I would like to echo what Valerie (way back in the comments) said. If you and your new hubby agree that being a SAHW is a good thing for you, I encourage you to do so. Very few people (especially in LA!) will understand your choice and even less commend you for doing it. However, being a fulltime homemaker and wife, even before kids, is a deeply meaningful role. It is good to fight for it if you and your hubby want it.

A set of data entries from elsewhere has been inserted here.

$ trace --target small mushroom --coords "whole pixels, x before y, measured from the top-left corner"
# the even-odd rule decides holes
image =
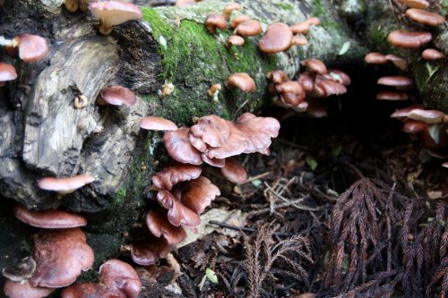
[[[22,205],[14,207],[14,216],[32,226],[47,229],[61,229],[83,226],[87,225],[84,217],[63,210],[29,210]]]
[[[228,76],[226,87],[237,87],[243,92],[250,93],[255,90],[255,81],[246,72],[235,72]]]
[[[97,104],[132,106],[137,102],[137,97],[129,89],[123,86],[108,86],[99,92]]]
[[[89,10],[100,21],[99,32],[104,35],[110,34],[114,26],[143,17],[135,4],[120,1],[92,2]]]
[[[205,19],[205,27],[210,33],[215,34],[217,28],[221,30],[227,28],[226,18],[220,13],[210,13]]]
[[[291,46],[292,31],[287,24],[282,22],[268,26],[266,32],[258,41],[258,47],[267,54],[286,51]]]
[[[409,8],[405,14],[411,20],[424,25],[438,26],[445,22],[445,18],[442,15],[418,8]]]
[[[176,131],[177,125],[162,117],[148,116],[142,119],[140,128],[149,131]]]
[[[255,20],[246,20],[240,22],[233,31],[239,36],[256,36],[262,33],[262,25]]]
[[[232,15],[233,11],[239,11],[241,10],[241,4],[237,4],[236,2],[232,2],[228,4],[227,4],[226,7],[224,7],[224,18],[226,20],[230,19],[230,15]]]
[[[387,41],[394,47],[417,48],[425,46],[433,38],[429,32],[395,30],[389,33]]]
[[[95,178],[88,175],[78,175],[68,178],[45,177],[38,182],[38,186],[46,191],[73,192],[78,188],[91,183]]]
[[[421,56],[425,60],[439,60],[445,58],[444,53],[434,48],[426,48],[422,52]]]

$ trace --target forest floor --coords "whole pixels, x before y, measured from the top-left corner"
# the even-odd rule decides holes
[[[283,121],[270,156],[241,159],[246,183],[215,176],[206,235],[141,268],[142,296],[445,297],[446,170],[377,120]]]

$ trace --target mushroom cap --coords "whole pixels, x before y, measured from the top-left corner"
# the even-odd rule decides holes
[[[201,138],[211,147],[221,146],[230,136],[231,123],[216,115],[199,118],[196,124],[190,128],[190,133]]]
[[[17,78],[14,66],[0,62],[0,81],[13,81]]]
[[[246,20],[241,21],[234,30],[234,34],[240,36],[255,36],[262,33],[262,25],[255,20]]]
[[[99,92],[99,96],[108,104],[113,106],[132,106],[137,102],[135,94],[123,86],[108,86]]]
[[[230,35],[227,38],[226,45],[228,47],[230,46],[243,46],[245,44],[245,38],[240,37],[239,35]]]
[[[177,125],[162,117],[148,116],[142,119],[140,128],[150,131],[176,131]]]
[[[226,86],[237,87],[243,92],[254,92],[255,90],[255,81],[246,72],[235,72],[228,76]]]
[[[421,24],[438,26],[445,22],[445,18],[435,13],[424,11],[419,8],[409,8],[406,11],[406,16]]]
[[[387,36],[387,41],[394,47],[417,48],[431,41],[433,36],[429,32],[394,30]]]
[[[227,21],[226,18],[220,13],[210,13],[207,15],[205,19],[205,27],[210,33],[215,34],[216,28],[219,29],[226,29],[227,28]]]
[[[146,215],[146,226],[156,237],[163,237],[169,244],[178,244],[186,239],[182,226],[171,225],[167,218],[168,211],[160,208],[151,209]]]
[[[165,238],[157,238],[151,233],[145,239],[131,243],[131,257],[142,266],[152,265],[160,258],[166,258],[169,252],[169,244]]]
[[[181,127],[177,131],[168,131],[163,135],[163,143],[169,156],[183,164],[201,165],[202,158],[188,139],[189,128]]]
[[[184,226],[195,227],[201,224],[199,215],[182,204],[180,193],[177,198],[171,192],[162,190],[157,193],[157,200],[160,205],[168,209],[168,220],[175,226]]]
[[[392,87],[407,87],[407,86],[412,86],[413,84],[412,79],[401,75],[383,77],[378,79],[376,83],[378,85],[385,85]]]
[[[388,54],[386,55],[386,60],[392,61],[392,63],[401,71],[408,71],[408,62],[405,59],[399,57],[398,55],[393,54]]]
[[[48,54],[48,45],[44,38],[32,34],[21,34],[19,38],[19,57],[24,62],[35,62]]]
[[[137,5],[120,1],[92,2],[89,4],[89,10],[101,21],[101,24],[108,27],[143,17],[143,13]]]
[[[325,74],[328,72],[327,66],[319,59],[306,59],[300,62],[300,64],[310,69],[310,71],[319,74]]]
[[[62,287],[73,284],[93,265],[93,251],[79,228],[43,230],[34,237],[36,270],[33,286]]]
[[[182,192],[181,202],[189,209],[201,214],[219,195],[220,189],[208,178],[200,176],[188,182],[186,189]]]
[[[137,272],[131,265],[116,259],[108,260],[99,267],[99,282],[123,292],[127,298],[137,298],[142,292]]]
[[[387,63],[386,56],[377,52],[368,53],[364,57],[364,61],[369,64],[383,64]]]
[[[376,94],[378,100],[408,100],[408,94],[400,91],[381,91]]]
[[[426,0],[400,0],[400,2],[412,8],[426,9],[429,7]]]
[[[160,189],[171,191],[178,183],[196,179],[202,168],[200,166],[175,163],[152,176],[152,183]]]
[[[221,173],[228,181],[241,184],[247,181],[247,173],[237,158],[226,158]]]
[[[55,289],[40,286],[32,286],[25,281],[14,282],[7,279],[4,283],[4,292],[9,298],[43,298],[53,293]]]
[[[70,192],[89,184],[95,178],[88,175],[78,175],[68,178],[45,177],[38,182],[38,186],[42,190]]]
[[[422,52],[421,56],[425,60],[438,60],[444,59],[445,57],[444,53],[434,48],[426,48]]]
[[[258,47],[267,54],[285,51],[292,41],[292,31],[287,24],[276,22],[266,29],[264,35],[258,41]]]
[[[84,217],[63,210],[32,211],[22,205],[14,207],[14,216],[32,226],[58,229],[87,225]]]
[[[235,28],[237,25],[239,25],[241,22],[250,20],[251,17],[246,14],[240,14],[237,17],[235,17],[229,23],[230,28]]]
[[[422,121],[428,124],[440,123],[444,121],[444,114],[437,110],[424,110],[416,108],[408,114],[408,118]]]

In my case, staying at home before I got pregnant with my first allowed me to invest in things that young women, for the vast most part, do not learn these day. I learned how to cook rice, had a cleaning schedule, read informative books, and just basically de-compressed from this crazy world that I had been caught up in. Children may come quickly or not so quickly. For me it happened very quickly, so I was glad that I had time to prepare.
God bless you.
Goodness, this is a hornets nest of opinons! I am now at home and have 4 kids, but I did work when I was first married. It did allow me to help my husband pay off the college debt we had so it truly was a blessing. However, I have many friends who have a difficult time switching to the one income once they have children. I would encourage you to truly think about how much you would actually make (look at the gas, clothing, quicker food, etc) and then talk with your husband about whether you would be truly able to put it all in savings. I have another friend who chose to stay home when she and her husband were first married instead of work so they would be used to the one income. She was always busy and didn’t just sit around and watch TV. I’m sure you would find plenty to do! Good luck with your decision. Ultimately, whatever you and your husband decide will be the best thing for you guys regardless of all the other opinons. 🙂
Read through the books of Timthy and Titus for support. It will strengthen and encourage you. Your husband will be blessed to have a woman who takes care of the home.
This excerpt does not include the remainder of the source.